I took HWY 3 southeast out of Flagstaff, which is a secondary paved road that follows rolling, ponderosa covered plateau for 50 miles to where it tee’s into HWY 87, and another 25 miles to the edge of the Mogollon (moogy-on) Rim. HWY 3 has great shoulder and sparse traffic, 87 just the opposite. From the grand view at the Mogollon Rim you descend a few thousand feet through several towns (Payson the largest) and vegetation zones 50 miles to Roosevelt Lake. Lots of head wind but enjoyable none-the-less through really beautiful country. The Mogollon Plateau has the world’s largest stand of ponderosa pine (just read that in the Payson newspaper, actually).
Roosevelt Lake is one of several reservoirs on the Salt River, the largest, and is a water source for Phoenix, to the west.

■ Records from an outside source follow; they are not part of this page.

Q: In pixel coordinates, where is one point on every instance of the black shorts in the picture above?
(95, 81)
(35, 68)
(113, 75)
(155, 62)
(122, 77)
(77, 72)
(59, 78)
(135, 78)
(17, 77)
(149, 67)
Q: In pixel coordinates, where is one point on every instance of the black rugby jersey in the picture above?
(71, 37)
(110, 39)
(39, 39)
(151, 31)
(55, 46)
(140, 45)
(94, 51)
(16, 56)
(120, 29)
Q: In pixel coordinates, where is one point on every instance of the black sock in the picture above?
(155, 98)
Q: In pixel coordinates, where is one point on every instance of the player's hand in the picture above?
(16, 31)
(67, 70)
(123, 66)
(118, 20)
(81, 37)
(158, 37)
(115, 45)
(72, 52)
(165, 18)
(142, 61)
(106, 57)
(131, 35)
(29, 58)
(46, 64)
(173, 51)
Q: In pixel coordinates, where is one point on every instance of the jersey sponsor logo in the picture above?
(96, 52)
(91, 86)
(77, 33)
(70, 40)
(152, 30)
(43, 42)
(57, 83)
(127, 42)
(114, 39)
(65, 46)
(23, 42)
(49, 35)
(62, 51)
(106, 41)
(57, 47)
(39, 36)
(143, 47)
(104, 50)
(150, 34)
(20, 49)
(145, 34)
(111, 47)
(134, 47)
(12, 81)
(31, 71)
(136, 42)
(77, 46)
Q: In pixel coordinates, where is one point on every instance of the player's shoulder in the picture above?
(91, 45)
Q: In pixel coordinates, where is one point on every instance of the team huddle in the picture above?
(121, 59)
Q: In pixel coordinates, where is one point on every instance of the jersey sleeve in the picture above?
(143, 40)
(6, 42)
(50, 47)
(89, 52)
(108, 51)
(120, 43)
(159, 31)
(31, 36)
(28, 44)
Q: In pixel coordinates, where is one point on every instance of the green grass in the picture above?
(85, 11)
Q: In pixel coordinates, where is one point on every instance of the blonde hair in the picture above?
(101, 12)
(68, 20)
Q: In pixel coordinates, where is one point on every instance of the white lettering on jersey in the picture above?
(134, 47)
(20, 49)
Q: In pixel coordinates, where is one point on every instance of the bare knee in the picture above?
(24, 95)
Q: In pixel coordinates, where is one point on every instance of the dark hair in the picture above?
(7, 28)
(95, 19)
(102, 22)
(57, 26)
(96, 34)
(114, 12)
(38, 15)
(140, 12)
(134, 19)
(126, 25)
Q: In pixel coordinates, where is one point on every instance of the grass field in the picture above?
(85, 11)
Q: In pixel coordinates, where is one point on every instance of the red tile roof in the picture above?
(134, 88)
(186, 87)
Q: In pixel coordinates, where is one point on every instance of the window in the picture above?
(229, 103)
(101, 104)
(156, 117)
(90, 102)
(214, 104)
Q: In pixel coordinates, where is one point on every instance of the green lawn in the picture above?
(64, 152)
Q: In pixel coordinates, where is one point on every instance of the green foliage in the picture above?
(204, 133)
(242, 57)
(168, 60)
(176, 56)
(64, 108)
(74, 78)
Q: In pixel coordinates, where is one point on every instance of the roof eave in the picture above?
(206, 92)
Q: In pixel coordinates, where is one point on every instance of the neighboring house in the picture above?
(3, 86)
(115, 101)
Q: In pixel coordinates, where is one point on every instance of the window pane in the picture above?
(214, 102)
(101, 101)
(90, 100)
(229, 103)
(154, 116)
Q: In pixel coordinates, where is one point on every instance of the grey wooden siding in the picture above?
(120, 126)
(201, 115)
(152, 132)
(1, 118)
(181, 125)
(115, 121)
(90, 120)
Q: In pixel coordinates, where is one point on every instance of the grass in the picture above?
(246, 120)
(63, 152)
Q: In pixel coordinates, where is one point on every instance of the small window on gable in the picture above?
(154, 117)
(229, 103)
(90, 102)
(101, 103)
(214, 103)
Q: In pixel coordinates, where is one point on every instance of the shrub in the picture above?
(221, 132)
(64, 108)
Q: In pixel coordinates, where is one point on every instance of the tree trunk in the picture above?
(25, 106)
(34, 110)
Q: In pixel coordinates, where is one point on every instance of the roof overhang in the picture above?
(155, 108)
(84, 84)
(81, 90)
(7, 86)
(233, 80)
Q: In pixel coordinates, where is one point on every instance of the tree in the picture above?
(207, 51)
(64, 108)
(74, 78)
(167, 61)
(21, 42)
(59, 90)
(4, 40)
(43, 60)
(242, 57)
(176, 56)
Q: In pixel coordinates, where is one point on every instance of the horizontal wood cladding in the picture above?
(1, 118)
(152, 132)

It’s in the Tonto Basin, a beautiful valley with saguaro cactus covered hillsides, and grim history of cattle & sheep range wars (Google Tewksburys and the Grahams). It’s also a crowded recreation destination for Phoenix folks and a bit of a relief to get away from.
Lots of spring flowers and flowering shrubs, many I don’t recognize. Below, a few photos (actually a bunch) for the botanist types.

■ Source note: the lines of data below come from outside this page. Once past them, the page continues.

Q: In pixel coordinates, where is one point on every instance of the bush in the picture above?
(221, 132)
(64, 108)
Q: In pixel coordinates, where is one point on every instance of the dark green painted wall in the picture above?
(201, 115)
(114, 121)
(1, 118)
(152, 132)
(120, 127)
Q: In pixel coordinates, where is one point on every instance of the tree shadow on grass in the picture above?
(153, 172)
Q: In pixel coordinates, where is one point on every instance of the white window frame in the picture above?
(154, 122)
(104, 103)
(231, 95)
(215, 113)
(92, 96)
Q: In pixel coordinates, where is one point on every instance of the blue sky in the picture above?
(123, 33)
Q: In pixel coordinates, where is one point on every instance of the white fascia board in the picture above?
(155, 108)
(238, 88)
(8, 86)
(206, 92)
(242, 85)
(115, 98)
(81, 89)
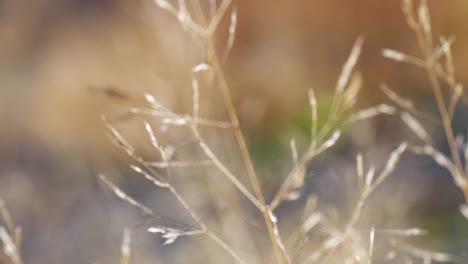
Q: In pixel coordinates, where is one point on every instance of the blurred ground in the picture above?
(59, 57)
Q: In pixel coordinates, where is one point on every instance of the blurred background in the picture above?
(65, 63)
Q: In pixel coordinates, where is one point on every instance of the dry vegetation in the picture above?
(186, 145)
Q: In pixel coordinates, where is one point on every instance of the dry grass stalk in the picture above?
(125, 250)
(419, 21)
(10, 237)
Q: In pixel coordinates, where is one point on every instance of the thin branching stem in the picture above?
(213, 60)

There was a steep grade getting out of Tonto Basin that I did half of one evening and the other half the following morning after a night in a beautiful campsite over looking the valley. Fought headwinds the rest of the way to Globe and then had a little misadventure getting to the town itself. Globe sits at the top of a hill and as I approached town could see the highway curving off the wrong way to a junction and then backtracking up the hill to the town proper. I couldn’t help but notice a little side road that appeared to lead straight to the town without the detour. I’m a chronic shortcutter and resistance to this one was useless. I pushed the bike up a rediculasly steep hill (something I actually don’t mind doing once in a while- it can be a sort of “moving rest”) passed some businesses and rounded some corners. But then, at an unlikely place for a dentist’s office, everything ended. When does one admit defeat and go back? I potraged the bike and gear in three carries up a sandy cactus and yucca slope to a dirt road. I would have still been money ahead to just turn back at that point but instead walked the bike over a rocky two track that wound up and down and eventually back to the highway. Got me off of the bike for a while, I guess.

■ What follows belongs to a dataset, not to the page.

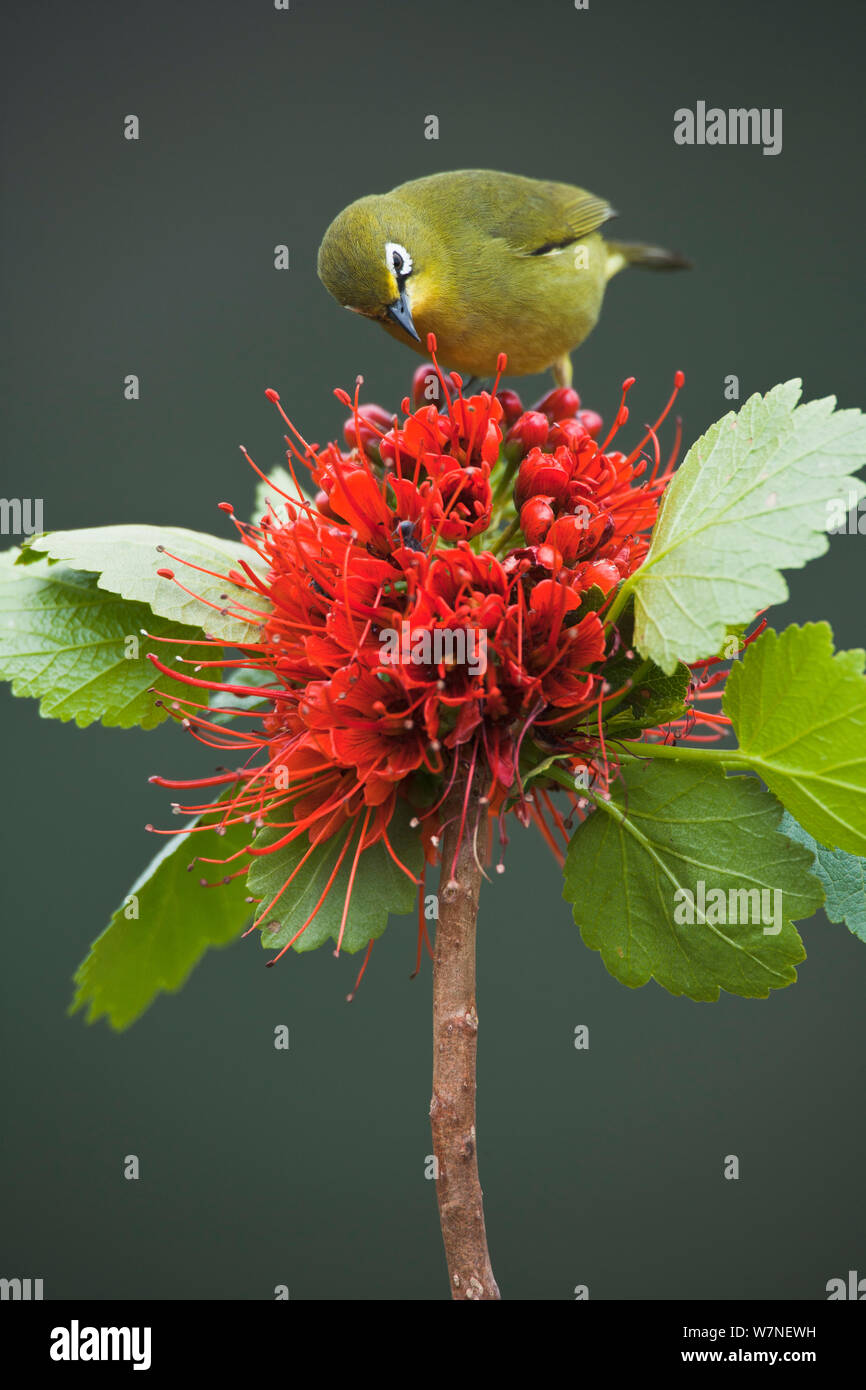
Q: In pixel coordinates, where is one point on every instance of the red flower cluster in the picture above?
(406, 634)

Had a quiet time at the Globe library and a couple of restaurant meals in the morning and afternoon. Then another misadventure getting out of Globe. I won’t go into details (there were no more portages) but I squandered 10 precious miles on wrong turns and roads egressing a hillside city that’s laid out like a maze. Had another beautiful high desert camp among pinions, mesquite and cactus. Lots of birds to see and I wish I had binos. May have to add a small pair to the payload. Pretty sure on a green-tailed towhee. Heard poorwills after dark.
A chilly morning and a long uphill to over 5000 feet began the day, followed by 20 miles downgrade to Winkleman, an outpost that might be described as a “company town” where ore from the Globe copper mine is smelted. A smokestack hundreds of feet high overlooks the town and there’s a fair amount of heavy truck traffic back and forth over the road I’d just traveled. And true to the observed correlation of narrow shoulder / heavy traffic, it was scary in places. I suspect a road approaching zero traffic would have a shoulder width tending to infinity.
I got caught by darkness in a Tucson satellite community called Oracle. It’s at the top off a 10 mile upgrade that I was expecting to be much flatter and consequently took longer. After getting water I pretty much plopped down in a vacant lot. Sixty five mile day.
Easy downhills and tailwinds brought me 35 miles to Tucson this morning. Bought some mini binoculars at REI.